Lisbon Appeal Court | Recognition of Foreign Arbitral Awards |
Case nr. 2004/08.6TVLSB.L2-7
The court of appeal should not be aware of issues that have not been raised in the court whose decision is under appeal and that, for this reason, the lower court did not, and did not have to, analyze unless they were unofficially aware.
The review and confirmation of foreign judgments are based, in general, on the fulfillment of the requirements provided for in the paragraphs of Article 980.º Civil Procedure Code (Article 1096.º of the Civil Procedure Code of 1961), and do not imply a review of the merits of the respective case.
Regarding the review of foreign arbitral awards, Law Nº 63/2011, of December 14, 2011, which approved the new Law on Voluntary Arbitration (LAV), revoked the earlier Law Nº. 31/86, of August 29, 1986, which previously provided for the matter.
However, the so-called Law Nº. 63/2011 came into force on 14 March 2012 and the new regime is, in principle, only applicable to arbitral proceedings initiated after its entry into force, only applying to previous proceedings by the agreement of the parties, whether express or tacit (see Article 4 of the said Law). Since the LAV has only been referenced at an appellate stage in the present case, it could not be applied.

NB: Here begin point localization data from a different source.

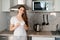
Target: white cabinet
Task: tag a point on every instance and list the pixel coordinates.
(57, 5)
(43, 38)
(29, 3)
(10, 38)
(5, 5)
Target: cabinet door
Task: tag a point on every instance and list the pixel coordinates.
(3, 38)
(11, 37)
(42, 38)
(57, 5)
(5, 5)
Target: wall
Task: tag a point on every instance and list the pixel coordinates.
(38, 18)
(3, 17)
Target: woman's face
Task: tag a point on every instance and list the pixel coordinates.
(21, 10)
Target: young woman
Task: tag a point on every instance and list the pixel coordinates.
(19, 24)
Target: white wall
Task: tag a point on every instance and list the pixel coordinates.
(3, 17)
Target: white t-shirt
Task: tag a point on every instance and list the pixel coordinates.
(19, 31)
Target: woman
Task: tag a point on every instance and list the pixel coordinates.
(19, 24)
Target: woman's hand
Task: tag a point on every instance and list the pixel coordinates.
(17, 24)
(13, 27)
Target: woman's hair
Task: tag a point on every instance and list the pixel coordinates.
(24, 16)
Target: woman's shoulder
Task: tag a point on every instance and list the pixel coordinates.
(13, 17)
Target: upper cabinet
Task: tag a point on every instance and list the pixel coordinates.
(5, 5)
(57, 5)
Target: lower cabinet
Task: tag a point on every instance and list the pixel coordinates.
(43, 38)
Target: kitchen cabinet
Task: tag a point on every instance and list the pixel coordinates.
(29, 3)
(58, 38)
(10, 37)
(5, 5)
(3, 38)
(43, 38)
(57, 5)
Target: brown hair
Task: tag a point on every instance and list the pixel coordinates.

I- The appellant requested the revision of a foreign arbitral award rendered in a State that has signed the 1958 New York Convention on the Recognition and Enforcement of Foreign Arbitral Awards. Where that Convention applies, the recognition and enforcement of that arbitral award may be refused if the Portuguese court of recognition finds, of its own motion, that the result arrived at in that arbitral award is contrary to the principles of international public policy of the Portuguese State;
II- The court of recognition shall be barred from making any assessment about the merits of the said award, but shall only verify that nothing in the order precludes its recognition and enforcement;
III- It is not contrary to the fundamental rules and principles of our legal system to apply, in the arbitral award, a penal clause that has been attributed a dual function, indemnificatory to the affected party and coercive to the party considered to be in breach of the contract under discussion, even if the affected party has not claimed and proved the damages suffered by him/her as a result of the breach of the counterparty;
IV- The value of the penalty clause is set at approximately 15% of the overall price agreed to, in the event that either party breaches the contract. This is not to be considered excessive in the context of a deal to acquire the share capital of a company;
V – Even if the arbitration agreement itself prohibits the use of moderation or reduction according to equity, and this is contrary to a mandatory rule of our legal system, this shall not constitute grounds for refusing to recognize the arbitral award if the value of the penalty clause is not considered excessive and the person condemned to pay has not discussed the possibility of such equitable reduction, but has rather requested that the counterparty be ordered to pay the amount set in the arbitration agreement.